The Town Hall has suggested that it prolonged discussions over how best to support Mr X’s child, who has severe language difficulties, as part of a “pragmatic approach” to secure agreement with Mr X over the plan.
It adds: “The council, however, acknowledges the LGO’s interpretation that assessments must be completed within the statutory 20 week timeframe and apologises for the further delay which occurred at this point.”
It is understood that the Town Hall, which was asked to pay Mr X £22,448.47, will only pay £20,948.47 of the sum “subject to review of itemised receipts and proof of expenditure provided by Mr X”.
Mr X has received £1,500 for distress caused by the council delay, with another parent, Mrs B, receiving £4,150.
The delays in funding experienced by Mrs B and her child, who has Down’s syndrome, sparked accusations from the LGO that the Town Hall was operating a ‘waiting list’ for children with SEND, rationing services based on available resources instead of identified need.
The ombudsman’s report found that the nursery attended by Mrs B’s child had applied for funding from the Supported Childcare Fund (SCF), a now-defunct scheme supplied by the council to support children with emerging or undiagnosed needs.

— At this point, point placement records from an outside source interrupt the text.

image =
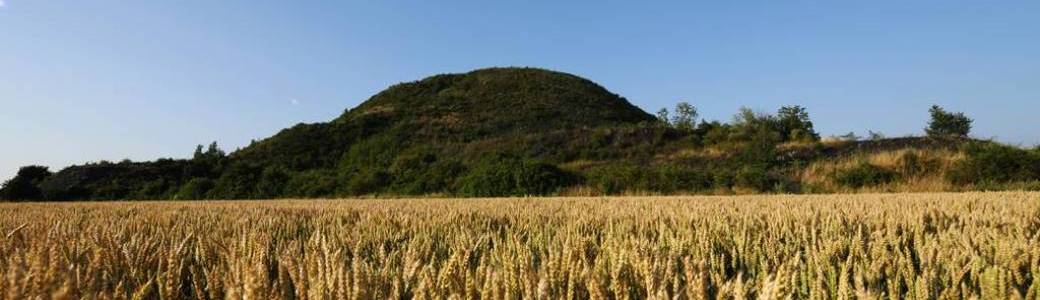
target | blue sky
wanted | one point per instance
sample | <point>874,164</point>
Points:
<point>89,80</point>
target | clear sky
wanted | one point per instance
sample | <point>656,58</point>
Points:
<point>89,80</point>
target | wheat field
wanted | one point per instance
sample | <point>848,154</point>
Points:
<point>919,246</point>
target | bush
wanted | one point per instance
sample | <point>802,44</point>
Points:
<point>945,124</point>
<point>913,165</point>
<point>367,181</point>
<point>864,175</point>
<point>25,185</point>
<point>195,189</point>
<point>994,163</point>
<point>513,177</point>
<point>754,178</point>
<point>315,183</point>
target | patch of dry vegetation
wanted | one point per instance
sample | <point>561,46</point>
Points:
<point>917,171</point>
<point>928,246</point>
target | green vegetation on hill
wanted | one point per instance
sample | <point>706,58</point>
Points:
<point>512,131</point>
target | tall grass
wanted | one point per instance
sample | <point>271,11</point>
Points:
<point>926,246</point>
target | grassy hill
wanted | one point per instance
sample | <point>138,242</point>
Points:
<point>529,131</point>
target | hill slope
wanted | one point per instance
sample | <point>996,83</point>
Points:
<point>529,131</point>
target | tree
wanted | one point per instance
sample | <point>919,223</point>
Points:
<point>794,124</point>
<point>946,124</point>
<point>875,135</point>
<point>685,116</point>
<point>851,136</point>
<point>663,117</point>
<point>25,185</point>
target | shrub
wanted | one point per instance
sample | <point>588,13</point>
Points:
<point>195,189</point>
<point>945,124</point>
<point>313,183</point>
<point>913,165</point>
<point>754,178</point>
<point>367,181</point>
<point>513,177</point>
<point>25,185</point>
<point>864,175</point>
<point>994,163</point>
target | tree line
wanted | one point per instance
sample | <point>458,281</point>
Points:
<point>617,159</point>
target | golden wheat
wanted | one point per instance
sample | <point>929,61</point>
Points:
<point>925,246</point>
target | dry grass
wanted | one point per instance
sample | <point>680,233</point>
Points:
<point>820,174</point>
<point>926,246</point>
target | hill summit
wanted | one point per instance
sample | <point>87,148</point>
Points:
<point>515,131</point>
<point>495,101</point>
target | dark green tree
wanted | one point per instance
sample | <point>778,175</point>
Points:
<point>795,124</point>
<point>685,117</point>
<point>945,124</point>
<point>25,185</point>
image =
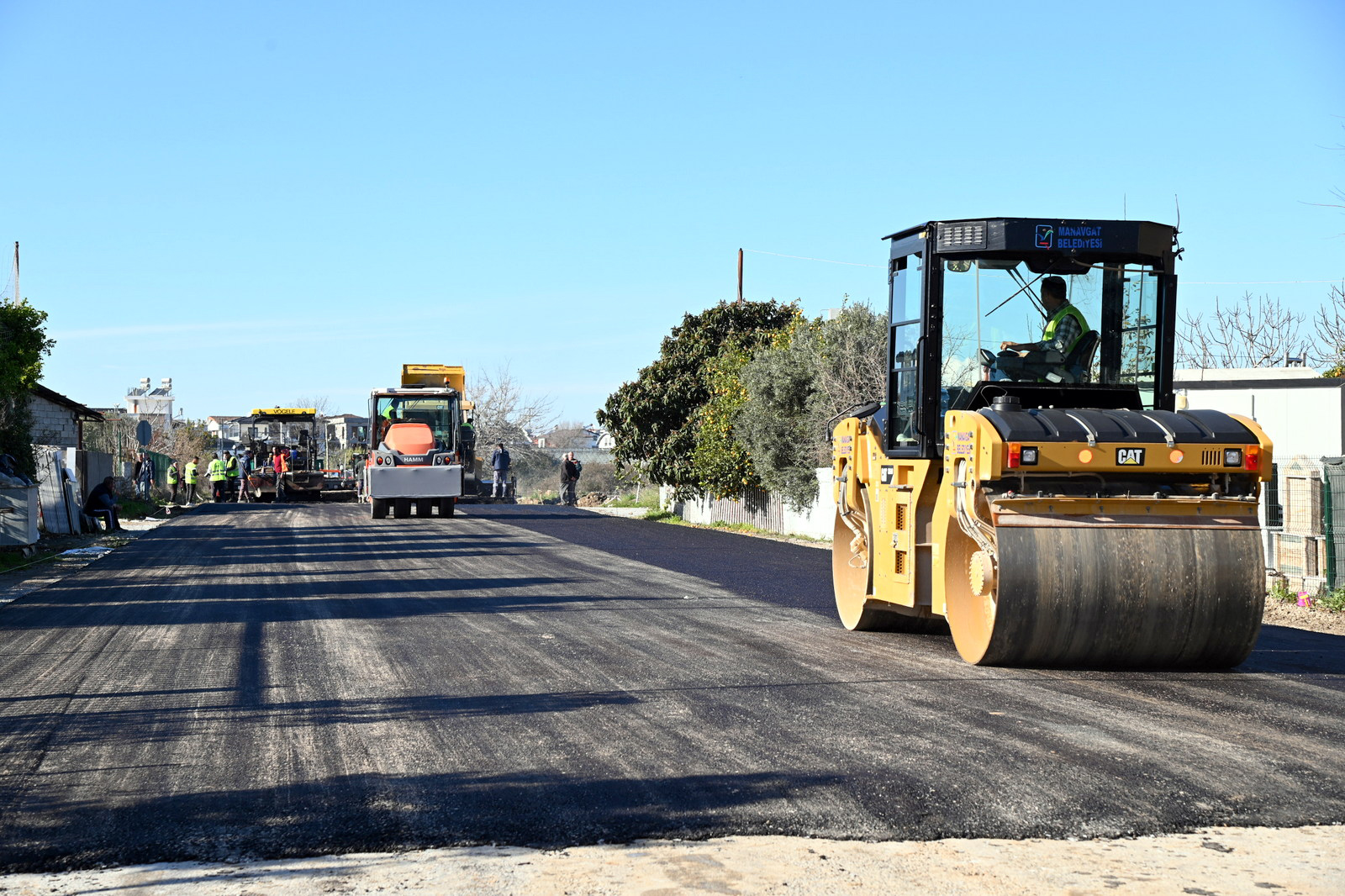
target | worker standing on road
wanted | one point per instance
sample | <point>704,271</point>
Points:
<point>571,470</point>
<point>174,479</point>
<point>499,463</point>
<point>280,465</point>
<point>230,475</point>
<point>145,477</point>
<point>192,481</point>
<point>215,470</point>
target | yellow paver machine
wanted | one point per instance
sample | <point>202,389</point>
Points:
<point>1033,483</point>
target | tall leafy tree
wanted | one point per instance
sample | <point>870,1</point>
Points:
<point>24,343</point>
<point>794,387</point>
<point>659,420</point>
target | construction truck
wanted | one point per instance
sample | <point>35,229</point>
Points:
<point>304,477</point>
<point>1051,503</point>
<point>417,445</point>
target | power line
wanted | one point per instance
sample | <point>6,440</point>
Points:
<point>780,255</point>
<point>1251,282</point>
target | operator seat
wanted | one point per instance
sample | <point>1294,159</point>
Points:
<point>1078,363</point>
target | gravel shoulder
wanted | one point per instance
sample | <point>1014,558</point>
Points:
<point>1224,862</point>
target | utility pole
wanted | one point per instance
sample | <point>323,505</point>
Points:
<point>740,276</point>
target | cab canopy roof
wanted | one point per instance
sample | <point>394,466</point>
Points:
<point>434,377</point>
<point>282,414</point>
<point>1044,241</point>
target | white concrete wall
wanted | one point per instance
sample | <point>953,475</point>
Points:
<point>764,512</point>
<point>53,424</point>
<point>1301,420</point>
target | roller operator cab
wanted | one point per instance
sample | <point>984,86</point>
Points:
<point>416,455</point>
<point>1047,502</point>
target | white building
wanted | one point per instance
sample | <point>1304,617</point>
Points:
<point>1301,412</point>
<point>151,401</point>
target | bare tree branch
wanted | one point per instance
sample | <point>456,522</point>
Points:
<point>1246,334</point>
<point>504,414</point>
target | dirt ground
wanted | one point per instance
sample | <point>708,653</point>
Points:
<point>1226,862</point>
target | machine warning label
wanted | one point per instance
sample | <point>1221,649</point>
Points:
<point>1130,456</point>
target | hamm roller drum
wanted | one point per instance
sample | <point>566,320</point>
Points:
<point>1114,596</point>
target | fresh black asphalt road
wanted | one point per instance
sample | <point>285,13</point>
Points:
<point>266,681</point>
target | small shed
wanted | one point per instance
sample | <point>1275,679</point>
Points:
<point>57,420</point>
<point>1304,503</point>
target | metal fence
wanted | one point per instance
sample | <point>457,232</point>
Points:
<point>1305,522</point>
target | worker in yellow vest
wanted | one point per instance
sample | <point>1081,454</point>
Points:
<point>230,475</point>
<point>174,481</point>
<point>190,475</point>
<point>215,470</point>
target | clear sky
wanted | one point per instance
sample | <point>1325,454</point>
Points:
<point>266,201</point>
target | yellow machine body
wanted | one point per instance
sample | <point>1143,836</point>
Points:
<point>1039,577</point>
<point>436,376</point>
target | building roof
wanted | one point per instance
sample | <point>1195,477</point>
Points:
<point>57,398</point>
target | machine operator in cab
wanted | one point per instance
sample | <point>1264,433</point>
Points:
<point>1064,327</point>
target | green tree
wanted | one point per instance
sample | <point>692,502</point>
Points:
<point>24,343</point>
<point>798,385</point>
<point>659,419</point>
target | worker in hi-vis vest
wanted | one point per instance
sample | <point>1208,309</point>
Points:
<point>230,474</point>
<point>217,478</point>
<point>174,481</point>
<point>192,481</point>
<point>1066,326</point>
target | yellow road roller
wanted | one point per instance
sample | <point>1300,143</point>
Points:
<point>1029,481</point>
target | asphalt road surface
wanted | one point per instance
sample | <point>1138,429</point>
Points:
<point>271,681</point>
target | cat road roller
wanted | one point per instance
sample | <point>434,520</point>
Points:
<point>1029,482</point>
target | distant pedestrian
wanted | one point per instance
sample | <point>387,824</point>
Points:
<point>215,470</point>
<point>571,470</point>
<point>101,503</point>
<point>499,463</point>
<point>230,475</point>
<point>192,475</point>
<point>145,477</point>
<point>280,465</point>
<point>174,481</point>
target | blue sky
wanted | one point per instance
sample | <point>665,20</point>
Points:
<point>266,201</point>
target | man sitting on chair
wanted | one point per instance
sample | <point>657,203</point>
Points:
<point>1064,327</point>
<point>101,503</point>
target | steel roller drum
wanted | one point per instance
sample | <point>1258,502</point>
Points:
<point>1116,598</point>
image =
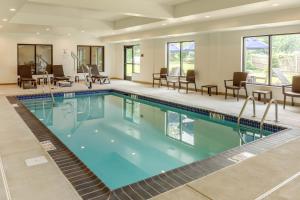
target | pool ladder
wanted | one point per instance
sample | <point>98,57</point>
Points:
<point>49,87</point>
<point>261,126</point>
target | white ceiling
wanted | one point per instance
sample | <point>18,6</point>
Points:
<point>108,18</point>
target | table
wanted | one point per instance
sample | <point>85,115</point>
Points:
<point>45,80</point>
<point>76,79</point>
<point>264,93</point>
<point>209,88</point>
<point>173,80</point>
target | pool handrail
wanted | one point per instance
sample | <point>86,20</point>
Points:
<point>244,107</point>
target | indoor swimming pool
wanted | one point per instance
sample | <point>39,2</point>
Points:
<point>124,138</point>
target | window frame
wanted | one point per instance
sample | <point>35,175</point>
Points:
<point>270,50</point>
<point>90,58</point>
<point>133,63</point>
<point>35,60</point>
<point>180,57</point>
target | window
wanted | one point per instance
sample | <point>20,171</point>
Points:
<point>38,56</point>
<point>181,57</point>
<point>131,110</point>
<point>136,59</point>
<point>90,55</point>
<point>272,59</point>
<point>132,60</point>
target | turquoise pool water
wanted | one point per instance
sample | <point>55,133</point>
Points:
<point>123,140</point>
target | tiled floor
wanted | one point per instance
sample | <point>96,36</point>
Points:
<point>17,143</point>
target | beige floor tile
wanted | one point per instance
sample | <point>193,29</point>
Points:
<point>37,182</point>
<point>24,143</point>
<point>290,191</point>
<point>251,178</point>
<point>2,189</point>
<point>181,193</point>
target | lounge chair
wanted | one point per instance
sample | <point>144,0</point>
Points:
<point>162,75</point>
<point>58,74</point>
<point>189,78</point>
<point>25,74</point>
<point>239,82</point>
<point>96,76</point>
<point>295,90</point>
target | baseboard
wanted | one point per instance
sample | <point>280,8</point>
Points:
<point>8,83</point>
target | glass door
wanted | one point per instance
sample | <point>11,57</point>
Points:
<point>128,62</point>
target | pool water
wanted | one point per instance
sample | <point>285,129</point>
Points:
<point>123,141</point>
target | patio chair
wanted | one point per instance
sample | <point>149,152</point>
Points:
<point>162,75</point>
<point>239,82</point>
<point>189,78</point>
<point>58,74</point>
<point>295,90</point>
<point>96,76</point>
<point>25,74</point>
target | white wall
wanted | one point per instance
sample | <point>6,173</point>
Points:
<point>62,48</point>
<point>218,55</point>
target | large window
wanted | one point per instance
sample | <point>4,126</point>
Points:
<point>38,56</point>
<point>272,59</point>
<point>90,55</point>
<point>181,57</point>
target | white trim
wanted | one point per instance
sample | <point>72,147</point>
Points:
<point>266,194</point>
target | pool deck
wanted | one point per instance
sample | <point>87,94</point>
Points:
<point>246,180</point>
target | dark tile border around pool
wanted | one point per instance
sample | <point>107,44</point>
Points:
<point>90,186</point>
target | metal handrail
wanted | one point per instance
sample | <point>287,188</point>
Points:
<point>88,78</point>
<point>244,106</point>
<point>50,89</point>
<point>75,58</point>
<point>45,72</point>
<point>267,111</point>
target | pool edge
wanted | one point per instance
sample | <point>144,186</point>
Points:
<point>158,184</point>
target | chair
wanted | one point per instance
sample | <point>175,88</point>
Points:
<point>189,78</point>
<point>58,74</point>
<point>97,76</point>
<point>25,74</point>
<point>295,90</point>
<point>162,75</point>
<point>239,82</point>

The SCF budget was, however, “fully committed” when Mrs B’s child was referred for support, but they and three other children did not receive money by the time the fund ceased.
The LGO report details Mrs B’s fears that a lack of supervision had put her son at risk of choking and inadequate training for staff in Makaton sign language disadvantaged him as he relied on this method of communication.
In response to the ombudsman’s request that the council write to all families who may have suffered an “injustice” as a result of the SCF’s funding arrangements, the Town Hall states: “Every request for support is different and it cannot be assumed that other children who were awaiting SCF directly compare with the unique circumstances and needs of this case.
“The council considers that the needs of these children were being met through reasonable adjustments within their settings and that we were working with parents to support their child.
“Of the three eligible children who did not receive SCF, two (including Mrs B’s child) subsequently received an EHC plan. The third child moved out of the area shortly after requesting SCF and we are informed that their needs are currently being met without recourse to an EHC plan.
“In light of this, we will contact the family of the additional child who remained resident in the borough and who did not receive support through the SCF, inviting them to make a case showing that injustice was caused.”
The Town Hall had previously contested the characterisation of it running a waiting list for funding, saying it was in fact “a list of names ordered according to the timing of the applications for funding, that allocations were based on need; and that needs were met within the setting until such a time as allocations were made”.